Why shouldn’t god be dead?
After all, if he’s omnipotent, being dead won’t have any effect on him.

Ibrahim Ihsan

Are you a Christian? If so, you wouldn’t get it since you believe God was meant to die anyways.

Wee Jim

No.
I merely look at the logic. If god is all-powerful – as christians and muslims believe – he can be both dead and functional,

Mehreen

can someone kill their god? and what is a god who could not protect himself from being killed by his creation. answer is simple jesus pbuh is not god but one of his mightiest prophets.

Wee Jim

Can god choose to die?
If god cannot choose to die he is not all-powerful.
That’s a completely separate question to whether “jesus pbuh is not god but one of his mightiest prophets” – assuming he existed at all.
After all, if Jesus is god and god is all-powerful, does god need to even exist to do what he does?

عبدالله

Allah is all Powerful, all Knowing, all Wise,….
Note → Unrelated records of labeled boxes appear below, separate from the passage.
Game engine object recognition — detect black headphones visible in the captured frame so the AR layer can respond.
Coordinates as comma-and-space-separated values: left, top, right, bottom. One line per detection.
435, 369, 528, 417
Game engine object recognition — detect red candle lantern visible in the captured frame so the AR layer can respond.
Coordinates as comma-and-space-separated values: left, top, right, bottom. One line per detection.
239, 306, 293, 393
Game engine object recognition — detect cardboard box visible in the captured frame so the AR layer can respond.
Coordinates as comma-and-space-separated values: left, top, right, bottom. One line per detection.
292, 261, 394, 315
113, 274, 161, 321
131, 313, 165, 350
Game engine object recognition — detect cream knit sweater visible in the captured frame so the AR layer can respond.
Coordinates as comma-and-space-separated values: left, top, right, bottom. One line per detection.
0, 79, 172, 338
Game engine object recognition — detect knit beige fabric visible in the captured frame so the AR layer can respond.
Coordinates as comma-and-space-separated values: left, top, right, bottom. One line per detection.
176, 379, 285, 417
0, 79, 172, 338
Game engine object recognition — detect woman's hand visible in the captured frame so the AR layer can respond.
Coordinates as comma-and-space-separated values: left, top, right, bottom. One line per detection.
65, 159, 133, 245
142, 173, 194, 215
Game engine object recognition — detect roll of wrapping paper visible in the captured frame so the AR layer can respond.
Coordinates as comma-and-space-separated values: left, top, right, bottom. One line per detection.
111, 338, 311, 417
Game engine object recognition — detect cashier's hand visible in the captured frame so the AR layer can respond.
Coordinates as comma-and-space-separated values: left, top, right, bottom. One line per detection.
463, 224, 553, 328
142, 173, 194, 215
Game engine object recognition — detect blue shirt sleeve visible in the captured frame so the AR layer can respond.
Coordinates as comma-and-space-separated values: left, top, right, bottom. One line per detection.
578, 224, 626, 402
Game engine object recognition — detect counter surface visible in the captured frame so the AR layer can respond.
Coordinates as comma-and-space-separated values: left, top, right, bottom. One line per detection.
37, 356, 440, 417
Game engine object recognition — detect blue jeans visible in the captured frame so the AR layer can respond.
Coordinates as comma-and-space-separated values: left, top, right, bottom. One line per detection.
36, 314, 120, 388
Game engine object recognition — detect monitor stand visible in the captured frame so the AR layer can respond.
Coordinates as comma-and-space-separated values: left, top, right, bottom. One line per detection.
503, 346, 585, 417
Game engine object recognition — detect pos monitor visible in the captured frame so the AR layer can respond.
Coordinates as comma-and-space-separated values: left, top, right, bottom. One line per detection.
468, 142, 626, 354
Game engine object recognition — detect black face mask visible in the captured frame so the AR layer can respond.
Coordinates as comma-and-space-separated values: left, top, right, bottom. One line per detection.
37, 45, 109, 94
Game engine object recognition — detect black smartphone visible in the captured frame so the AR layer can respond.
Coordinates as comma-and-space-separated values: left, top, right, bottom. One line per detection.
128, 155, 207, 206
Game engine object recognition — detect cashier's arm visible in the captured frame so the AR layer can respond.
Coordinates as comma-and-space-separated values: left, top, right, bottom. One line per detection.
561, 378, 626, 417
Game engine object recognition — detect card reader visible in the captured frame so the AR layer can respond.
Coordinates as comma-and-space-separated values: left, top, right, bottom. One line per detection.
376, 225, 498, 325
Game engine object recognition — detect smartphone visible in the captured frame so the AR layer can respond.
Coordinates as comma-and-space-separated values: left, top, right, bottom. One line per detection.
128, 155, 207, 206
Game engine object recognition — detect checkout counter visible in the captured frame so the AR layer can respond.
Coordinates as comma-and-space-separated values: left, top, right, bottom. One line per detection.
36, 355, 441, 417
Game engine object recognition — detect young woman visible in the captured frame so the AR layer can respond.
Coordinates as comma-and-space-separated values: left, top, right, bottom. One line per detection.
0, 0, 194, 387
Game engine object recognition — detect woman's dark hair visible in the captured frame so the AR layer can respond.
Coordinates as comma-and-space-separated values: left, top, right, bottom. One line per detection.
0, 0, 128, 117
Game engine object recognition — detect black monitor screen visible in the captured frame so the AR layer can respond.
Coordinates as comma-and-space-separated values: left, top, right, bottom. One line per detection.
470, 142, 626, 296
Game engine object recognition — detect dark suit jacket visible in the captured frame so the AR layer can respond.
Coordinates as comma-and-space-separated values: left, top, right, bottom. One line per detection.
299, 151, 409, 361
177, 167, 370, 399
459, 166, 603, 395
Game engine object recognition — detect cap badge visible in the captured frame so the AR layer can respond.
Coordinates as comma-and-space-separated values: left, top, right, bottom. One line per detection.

We do not believe in Christian narrative that Isa(Jesus) AS is a god or that he descended as a god in a man’s vessel.
So the question about why can’t he die to do what he does, is invalid to our narrative.

If ur implying..

Last edited 1 year ago by عبدالله
عبدالله

If ur implying that a restriction is put onto Allah that he can’t choose, then that’s a plain question. As there are no restrictions on Allah.

If death = non existence, then how do we trace back our existence, the fine tuning,….

I don’t think there’s another definition of death other than that.

If I’m not mistaken that’s what the Christians claim that he’s dead bt functional(not dead) bcuz he’s 3 but also 1.

If u merely follow logic then this claim is anything bt that.

Last edited 1 year ago by عبدالله
Wee Jim

If  there are no restrictions on Allah, there’s nothing to stop him dying or being dead.